Being who we are, I looked at ARM's documentation of instructions and how much cycles they take for the M3:

  • ldr takes 2 cycles (in most cases)
  • orr takes 1 cycle
  • str takes 2 cycles
  • b takes 2 to 4 cycles. We know it must be an odd number, so it must take 3, here.

That all lines up with your observation:

$$\begin{align} 13 &= 2\cdot(&c_\mathtt{ldr}&+c_\mathtt{orr}&+c_\mathtt{str})&+c_\mathtt{b}\\ &= 2\cdot(&2&+1&+2)&+3\\ &= 2\cdot &5 &&&+3 \end{align}$$


As the above calculation shows, there will hardly be a way of making your loop any faster – the output pins on ARM processors are usually memory mapped, not CPU core registers, so you have to go through the usual load – modify – store routine if you want to do anything with those.

What you could of course do is not read (|= implicitly has to read) the pin's value every loop iteration, but just write the value of a local variable to it, which you just toggle every loop iteration.

Notice that I feel like you might be familiar with 8bit micros, and would be attempting to read only 8 bit values, store them in local 8 bit variables, and write them in 8 bit chunks. Don't. ARM is a 32bit architecture, and extracting 8 bit of a 32bit word might take additional instructions.
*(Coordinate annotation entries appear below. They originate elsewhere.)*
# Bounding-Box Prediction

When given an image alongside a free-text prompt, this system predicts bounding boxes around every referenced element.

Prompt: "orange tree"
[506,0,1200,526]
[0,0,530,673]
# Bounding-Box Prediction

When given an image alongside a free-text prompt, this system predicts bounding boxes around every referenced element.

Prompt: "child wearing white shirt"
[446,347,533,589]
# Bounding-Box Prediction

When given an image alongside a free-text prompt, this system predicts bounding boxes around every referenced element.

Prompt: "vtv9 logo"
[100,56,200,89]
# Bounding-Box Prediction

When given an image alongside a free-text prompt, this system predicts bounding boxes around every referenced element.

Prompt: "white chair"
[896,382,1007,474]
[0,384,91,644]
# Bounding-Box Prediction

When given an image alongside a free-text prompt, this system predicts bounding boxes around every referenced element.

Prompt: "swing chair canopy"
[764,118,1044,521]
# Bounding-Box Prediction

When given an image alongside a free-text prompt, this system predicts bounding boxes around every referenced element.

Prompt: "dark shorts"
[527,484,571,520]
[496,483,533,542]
If you can, just read the whole 32bit word, modify what you need, and write it back as whole. Whether that is possible of course depends on what you're writing to, i.e. the layout and functionality of your memory-mapped GPIO. Consult the STM32F3 datasheet/user's guide for info on what is stored in the 32bit containing the bit you want to toggle.


Now, I tried to reproduce your issue with the "low" period getting longer, but I simply couldn't – the loop looks exactly the same with -O3 as with -O1 with my compiler version. You'll have to do that yourself! Maybe you're using some ancient version of GCC with suboptimal ARM support.


The BSRR and BRR registers are for setting and resetting individual port bits:

GPIO port bit set/reset register (GPIOx_BSRR)

...

(x = A..H) Bits 15:0

BSy: Port x set bit y (y= 0..15)

These bits are write-only. A read to these bits returns the value 0x0000.

0: No action on the corresponding ODRx bit

1: Sets the corresponding ODRx bit

As you can see, reading these registers always gives 0, therefore what your code

GPIOE->BSRRL |= GPIO_BSRR_BS_10;
GPIOE->BRR |= GPIO_BRR_BR_10;

does effectively is GPIOE->BRR = 0 | GPIO_BRR_BR_10, but the optimizer doesn't know that, so it generates a sequence of LDR, ORR, STR instructions instead of a single store.

You can avoid the expensive read-modify-write operation by simply writing

GPIOE->BSRRL = GPIO_BSRR_BS_10;
GPIOE->BRR = GPIO_BRR_BR_10;

You might get some further improvement by aligning the loop to an adress evenly divisible by 8. Try putting one or mode asm("nop"); instructions before the while(1) loop.